Günün son oturumunda :
1.Sendikal mücadelede zorluklar nelerdir?
2.Bu zorlukları nasıl aşarız?
3.Sendika okulu ve sendika organlarının buradaki rolü ve işlevi tartışıldı.
Açığa çıkan sorunlar ve çözüm önerileri ile ilgili ödevler çıkarıldı planlamalar yapıldı.
Akşam etkinliğinde SES Amed Müzik Grubuyla müzik dinletisi yapıldı.
Son gün (16.07.2017) Mehmet ZENCİR in yürüttüğü SÇS oturumları yapıldı. Grup çalışmaları şeklinde yapılan oturumlarda işyerindeki riskler tespit edilip gruplandırıldı. Grup sözcüleri çalışmalarını sundu üzerinde tartışmalar yapıldı. Riskler açısından işyerlerinde nasıl bir yol izleneceği, buna paralel SÇS’nin stratejik bir mücadele alanı olduğu bu alanın sendikamız ve emekçiler açısından boş bırakılmaması gereken bir zemin olduğunun altını çizdi.
KADIN:Tarihsel olarak kadının sağlıktaki rolü
16.07.2017 Tarihinde Zuhal UZUNYAYLA eğitimci arkadaşımızın aktarımı ile gerçekleşen oturumda kadın hareketinin tarihsel olarak sağlıktaki rolü, tarihten günümüze kadınların sağlıktaki rolleri ve misyonları aktarıldı.
1800’lerde kilisenin tıp kurumlarını açması üzerine tüm dünyada (Avrupa, Amerika, Anadolu ) kadınları sağlıktan uzaklaştırılmak için cadı avları adı altında şifacı kadınlara kara propaganda ile işkence ediliyor bir kısmı engizisyon mahkemelerinde öldürülüyordu (cadı avları ile amaç şifacı kadınları yok etmek ve şifacı kadınların topladığı bilgileri kadının elinden alıp erk sistemin tekelinde kurumsallaştırmaktır).
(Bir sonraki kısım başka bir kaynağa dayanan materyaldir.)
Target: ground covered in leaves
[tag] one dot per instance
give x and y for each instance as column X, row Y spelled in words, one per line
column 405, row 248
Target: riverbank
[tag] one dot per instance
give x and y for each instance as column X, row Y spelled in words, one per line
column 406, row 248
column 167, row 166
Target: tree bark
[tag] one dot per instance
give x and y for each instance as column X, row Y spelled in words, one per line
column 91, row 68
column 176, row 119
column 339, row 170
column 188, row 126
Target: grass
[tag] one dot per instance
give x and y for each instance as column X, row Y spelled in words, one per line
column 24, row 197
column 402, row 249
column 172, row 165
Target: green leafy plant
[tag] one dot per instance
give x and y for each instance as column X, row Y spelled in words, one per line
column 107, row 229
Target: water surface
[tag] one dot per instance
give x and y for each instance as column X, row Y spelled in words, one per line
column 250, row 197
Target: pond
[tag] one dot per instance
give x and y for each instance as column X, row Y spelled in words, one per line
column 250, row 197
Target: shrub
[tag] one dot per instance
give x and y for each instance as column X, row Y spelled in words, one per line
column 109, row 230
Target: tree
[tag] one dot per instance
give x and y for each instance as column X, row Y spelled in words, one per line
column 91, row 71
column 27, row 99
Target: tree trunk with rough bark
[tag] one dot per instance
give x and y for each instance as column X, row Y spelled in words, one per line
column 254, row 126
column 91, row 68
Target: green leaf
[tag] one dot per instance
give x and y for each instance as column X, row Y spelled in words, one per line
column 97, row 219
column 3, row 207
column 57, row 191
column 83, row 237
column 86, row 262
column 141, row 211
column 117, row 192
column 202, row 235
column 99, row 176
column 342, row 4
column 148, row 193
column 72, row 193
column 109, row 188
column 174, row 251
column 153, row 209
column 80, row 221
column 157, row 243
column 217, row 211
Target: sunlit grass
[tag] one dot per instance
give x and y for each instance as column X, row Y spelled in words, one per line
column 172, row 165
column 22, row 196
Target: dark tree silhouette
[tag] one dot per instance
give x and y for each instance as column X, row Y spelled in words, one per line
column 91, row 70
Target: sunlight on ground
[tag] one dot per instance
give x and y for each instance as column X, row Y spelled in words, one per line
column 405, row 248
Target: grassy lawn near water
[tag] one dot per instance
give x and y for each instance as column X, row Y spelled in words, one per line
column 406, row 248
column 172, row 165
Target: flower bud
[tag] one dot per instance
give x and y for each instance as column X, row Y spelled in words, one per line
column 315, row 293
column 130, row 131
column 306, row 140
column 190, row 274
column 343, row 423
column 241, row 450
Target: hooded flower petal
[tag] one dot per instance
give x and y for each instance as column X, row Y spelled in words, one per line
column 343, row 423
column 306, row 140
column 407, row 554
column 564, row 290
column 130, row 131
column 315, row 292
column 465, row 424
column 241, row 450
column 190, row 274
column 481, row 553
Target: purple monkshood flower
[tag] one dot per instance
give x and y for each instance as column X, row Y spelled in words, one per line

Erk zihniyetin kadın bedeni üzerindeki politikaları devam etmekte, kadınların sağlık alanında ki bütün kazanımları erkek sisteminin tekeline geçmekteydi.
Diyarbakır Sendika Okulu Eşsekreteryaları Ruken TUTAR ve Feyzullah ADAK’ın yürüttüğü eğitimin son oturumunda kamp ile ilgili teknik değerlendirmeden sonra;
Sendika Okulu nasıl yürümeli tartışmaları yapıldı. Birçok arkadaşın fikirlerini ve eleştirilerini paylaştığı oturumda zengin bir öneri listesi oluştu. Sık sık süreklilik ve kararlılık vurgusu yapıldı.